Vegetarian pate with zucchini, carrot and fresh herbs

Vegetarian pate with zucchini, carrot and fresh herbs 

Vegetarian, gluten free


A traditional pate is usually associated with mixture of cooked meat and fat minced into a paste and baked. This recipe, however, is a fully vegetarian and gluten free version of a pate, is light, easy to digest and loaded with healthy nutrients. It can be served hot or cold with a variety of sauces, pickles and salads. 

My favorite side dishes to serve with this pate are a tomato or mushroom sauce, kimchi (spicy marinated cabbage) or any vegetable salad enriched with crunchy toasted nuts or seeds.
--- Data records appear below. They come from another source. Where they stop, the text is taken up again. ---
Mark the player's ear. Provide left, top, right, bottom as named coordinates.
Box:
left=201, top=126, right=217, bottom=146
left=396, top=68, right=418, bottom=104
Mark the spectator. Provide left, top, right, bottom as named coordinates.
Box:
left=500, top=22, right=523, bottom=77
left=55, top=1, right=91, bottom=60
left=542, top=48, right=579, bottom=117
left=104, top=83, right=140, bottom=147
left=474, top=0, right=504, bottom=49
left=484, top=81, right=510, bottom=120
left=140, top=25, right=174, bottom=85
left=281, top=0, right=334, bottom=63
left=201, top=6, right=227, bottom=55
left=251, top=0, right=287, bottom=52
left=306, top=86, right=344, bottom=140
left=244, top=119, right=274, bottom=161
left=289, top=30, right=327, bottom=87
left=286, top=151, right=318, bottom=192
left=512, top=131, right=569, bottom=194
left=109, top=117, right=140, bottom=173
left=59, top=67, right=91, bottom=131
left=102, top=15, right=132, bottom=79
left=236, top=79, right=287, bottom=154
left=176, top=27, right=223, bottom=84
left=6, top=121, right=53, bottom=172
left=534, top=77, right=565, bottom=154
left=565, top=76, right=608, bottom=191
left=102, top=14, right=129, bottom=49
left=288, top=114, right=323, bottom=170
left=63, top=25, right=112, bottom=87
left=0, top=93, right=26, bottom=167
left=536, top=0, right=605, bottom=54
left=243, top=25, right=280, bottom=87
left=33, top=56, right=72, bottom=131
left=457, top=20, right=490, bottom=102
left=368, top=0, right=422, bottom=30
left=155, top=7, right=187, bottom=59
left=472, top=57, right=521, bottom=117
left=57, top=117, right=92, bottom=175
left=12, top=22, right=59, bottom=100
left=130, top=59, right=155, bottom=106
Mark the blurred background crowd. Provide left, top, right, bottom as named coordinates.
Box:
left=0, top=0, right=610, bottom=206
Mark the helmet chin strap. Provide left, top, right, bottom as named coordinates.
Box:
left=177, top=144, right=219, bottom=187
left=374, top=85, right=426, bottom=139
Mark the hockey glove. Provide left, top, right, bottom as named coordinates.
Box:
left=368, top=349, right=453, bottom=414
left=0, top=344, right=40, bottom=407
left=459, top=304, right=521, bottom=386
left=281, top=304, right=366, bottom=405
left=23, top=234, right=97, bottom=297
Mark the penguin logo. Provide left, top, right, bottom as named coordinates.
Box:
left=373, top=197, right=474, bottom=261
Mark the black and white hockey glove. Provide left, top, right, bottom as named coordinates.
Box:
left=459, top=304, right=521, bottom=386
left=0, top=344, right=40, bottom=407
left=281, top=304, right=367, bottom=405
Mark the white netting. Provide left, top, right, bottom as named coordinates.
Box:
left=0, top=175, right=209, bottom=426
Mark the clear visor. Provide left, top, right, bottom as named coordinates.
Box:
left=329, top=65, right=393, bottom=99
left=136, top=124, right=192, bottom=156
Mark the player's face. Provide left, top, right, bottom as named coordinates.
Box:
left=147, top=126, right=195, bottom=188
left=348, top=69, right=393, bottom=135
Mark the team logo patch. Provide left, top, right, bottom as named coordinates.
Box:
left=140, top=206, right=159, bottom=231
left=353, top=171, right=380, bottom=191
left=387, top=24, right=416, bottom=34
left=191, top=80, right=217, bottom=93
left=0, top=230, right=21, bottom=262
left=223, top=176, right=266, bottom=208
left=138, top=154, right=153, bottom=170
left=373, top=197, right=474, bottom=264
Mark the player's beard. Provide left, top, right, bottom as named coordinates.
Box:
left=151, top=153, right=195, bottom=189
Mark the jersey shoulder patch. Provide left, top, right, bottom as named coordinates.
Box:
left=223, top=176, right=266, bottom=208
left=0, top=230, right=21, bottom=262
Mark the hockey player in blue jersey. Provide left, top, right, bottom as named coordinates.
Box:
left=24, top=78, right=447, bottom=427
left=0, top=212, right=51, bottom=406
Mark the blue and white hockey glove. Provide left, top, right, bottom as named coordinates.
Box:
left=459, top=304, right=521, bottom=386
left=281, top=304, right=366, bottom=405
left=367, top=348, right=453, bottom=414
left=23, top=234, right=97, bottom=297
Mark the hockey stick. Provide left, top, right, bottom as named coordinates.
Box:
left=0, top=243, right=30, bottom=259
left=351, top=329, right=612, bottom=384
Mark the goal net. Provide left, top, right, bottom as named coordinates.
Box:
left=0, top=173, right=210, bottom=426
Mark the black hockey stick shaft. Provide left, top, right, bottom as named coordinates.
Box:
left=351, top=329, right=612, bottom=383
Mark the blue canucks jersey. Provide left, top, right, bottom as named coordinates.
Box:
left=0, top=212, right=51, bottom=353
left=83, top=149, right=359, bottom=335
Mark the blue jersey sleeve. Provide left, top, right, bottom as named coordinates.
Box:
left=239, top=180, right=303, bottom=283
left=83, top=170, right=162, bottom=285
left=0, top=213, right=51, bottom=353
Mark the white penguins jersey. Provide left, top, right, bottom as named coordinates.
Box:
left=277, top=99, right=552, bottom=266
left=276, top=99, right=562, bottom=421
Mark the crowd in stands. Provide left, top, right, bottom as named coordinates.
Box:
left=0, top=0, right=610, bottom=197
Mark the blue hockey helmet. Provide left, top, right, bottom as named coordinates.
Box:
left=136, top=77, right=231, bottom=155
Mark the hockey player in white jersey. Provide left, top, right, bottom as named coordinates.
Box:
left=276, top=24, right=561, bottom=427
Including zucchini in your regular diet will provide many health benefits:

  •  Cooked zucchini is extremely easy to digest, which may be important for people suffering from constipation, acid reflux and fatigue after meals. 
  •  Is very low in calories, but gives you a feeling of fullness, which helps with weight loss. 
  •  As a rich in fiber veggie it may alleviate cancer conditions.
  • Is anti-inflammatory because of high content of beta-carotene and vitamin C.
  • Contains fiber, Vitamin A and C, potassium, protein, zinc and copper and many other minerals.


Ingredients:
  • 3 cups grated zucchini, seeds removed
  • 1 carrot, peeled and grated
  • 1 medium onion, peeled and chopped
  • 3 garlic gloves, finely chopped
  • 2 eggs, lightly beaten
  • 1/2 cup fresh herbs (basil, parsley or cilantro, oregano)
  • 1/2 cup gluten free bread crumbs
  • 1/2 teaspoon ground turmeric
  • salt, black pepper, cayenne pepper to taste

Preparation:

Grease an 8x4 inch pan with clarified butter or olive oil. Preheat oven to 325 degrees F (165 degrees C). Coarsely grate zucchini using the side of the box grater with larger holes. Sprinkle the grated zucchini with 1 tsp of salt and set aside for about 10 minutes. This will drain the excess water from zucchini and make the pate firm. Pour the accumulated liquid from the bowl and mix the zucchini with one grated carrot, 3 minced garlic cloves, chopped onion, two whole eggs, a combination of your choice of chopped herbs, turmeric and bread crumbs. Stir the ingredients until well combined. Add salt and pepper to taste and place the mixture in the greased pan. Smooth it out on top with a spoon. Bake for about 45-50 minutes. When ready, take out from the oven, cool in the pan and cut in
1 inch thick slices.



Note: the pate can be stored in a refrigerator for up to three days.